Many of Mike’s neighbors are highly religious. Mike theorizes that the more persecuted a minority is, the more religious its members become. Yet beneath the religion, Mike sees hypocrisy in many, especially in the fat Chassidic rabbi imported from Europe at great cost to his relatively poor congregation. When the Chassids celebrate the coming of the rabbi, Mike sees the rabbi stuffing himself and thinks the rabbi will eat all the food at the celebration before the children get a chance to eat anything. He mentions that possibility to Reb Samuel, who sends Mike home without having eaten any of the feast; but, Mike says, Reb Samuel should have listened to the wisdom of the little child. After a while, the rabbi accepts a better paying job at a wealthy congregation. The rabbi’s leaving crushes Reb Samuel. Reb Samuel, a truly pious, gentle man, cannot understand America and the effect it has on people.

Critical Context

Jews Without Money is, Gold felt, an example of the proletarian novel, the novel by a member of the working class and about members of the working class. In this kind of novel, truth is supposed to be more important than art. Yet Gold was a professional writer and editor and seems to have expended much energy on making the book an artistic success. In part as a result, many communist reviewers attacked the book, pointing out that Herman is a would-be capitalist (he was partners in a suspender shop and is bitter because it failed; he feels his cousin cheated him out of the shop while Herman was on his honeymoon). Thus, the communist reviewers argued, the novel is not a proletarian work at all. Gold defended it, arguing that Herman is an example of the way capitalism destroys workers. As several critics indicate, the book fits Gold’s definition of proletarian realism, the novel by the worker about the things a worker knows best.

Jews Without Money proved very popular. It became a best seller and was reissued many times in several languages, including Esperanto. It produced enough money for Gold to buy a home in the country. In spite of his income from the book, however, Gold remained a loyal member of the Communist Party until his death. Throughout the 1930’s, he helped to edit the New Masses, a communist periodical, and into the 1940’s he wrote a daily column entitled “Change the World” for the Daily Worker, a New York-based communist newspaper. In 1935, an edition of Jews Without Money appeared with a short introduction by Gold. In it, he wrote that Adolf Hitler should read the book and discover that all Jews are not rich capitalists. Thus even after the book’s publication, Gold, perhaps naïvely, believed that his book could serve additional propagandistic purposes.

Bibliography

Bloom, James D. Left Letters: The Culture Wars of Mike Gold and Joseph Freeman. New York: Columbia University Press, 1992. Places Jews Without Money in the context of the debate over proletarian art and in the context of Gold’s and Freeman’s efforts as spokespersons for radical literature.
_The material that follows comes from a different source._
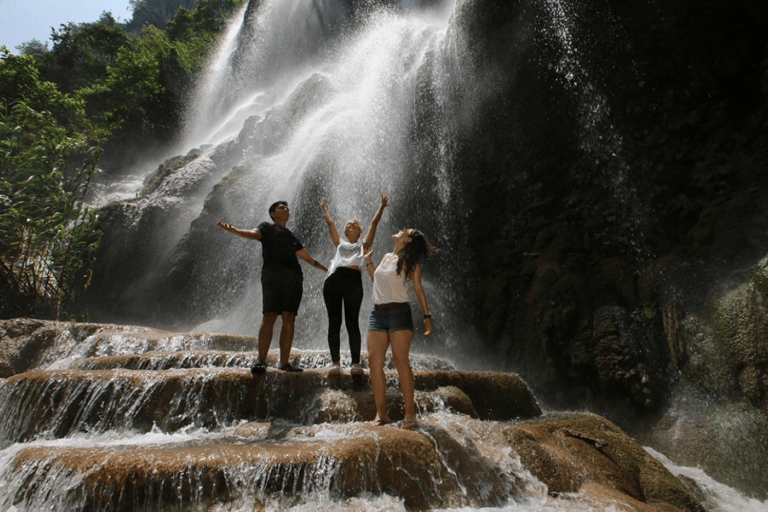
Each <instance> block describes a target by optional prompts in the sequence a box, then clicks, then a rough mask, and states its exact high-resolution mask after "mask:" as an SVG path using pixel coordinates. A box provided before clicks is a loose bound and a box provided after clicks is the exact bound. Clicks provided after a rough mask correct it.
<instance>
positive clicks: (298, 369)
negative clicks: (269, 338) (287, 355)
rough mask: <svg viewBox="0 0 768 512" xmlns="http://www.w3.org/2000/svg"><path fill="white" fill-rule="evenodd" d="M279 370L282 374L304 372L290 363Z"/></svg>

Fiedler, Leslie A. To the Gentiles. New York: Stein and Day, 1972. A largely negative treatment of Gold and Jews Without Money in the context of Jewish American literature.

Guttmann, Allen. The Jewish Writer in America: Assimilation and the Crisis of Identity. New York: Oxford University Press, 1971. Sees Gold’s book as communicating the spirit of the ghetto but lacking a plot in any usual sense of the term.

Klein, Marcus. Foreigners: The Making of American Literature, 1900-1940. Chicago: University of Chicago Press, 1981. Treats Gold as a central character in the making of modern American literature. Gives a very sympathetic reading of Jews Without Money.

Sherman, Bernard. The Invention of the Jew: Jewish-American Education Novels, 1916-1964. New York: Thomas Yoseloff, 1969. Treats Jews Without Money as a Marxist education novel as well as a representation of a simplistic view of life.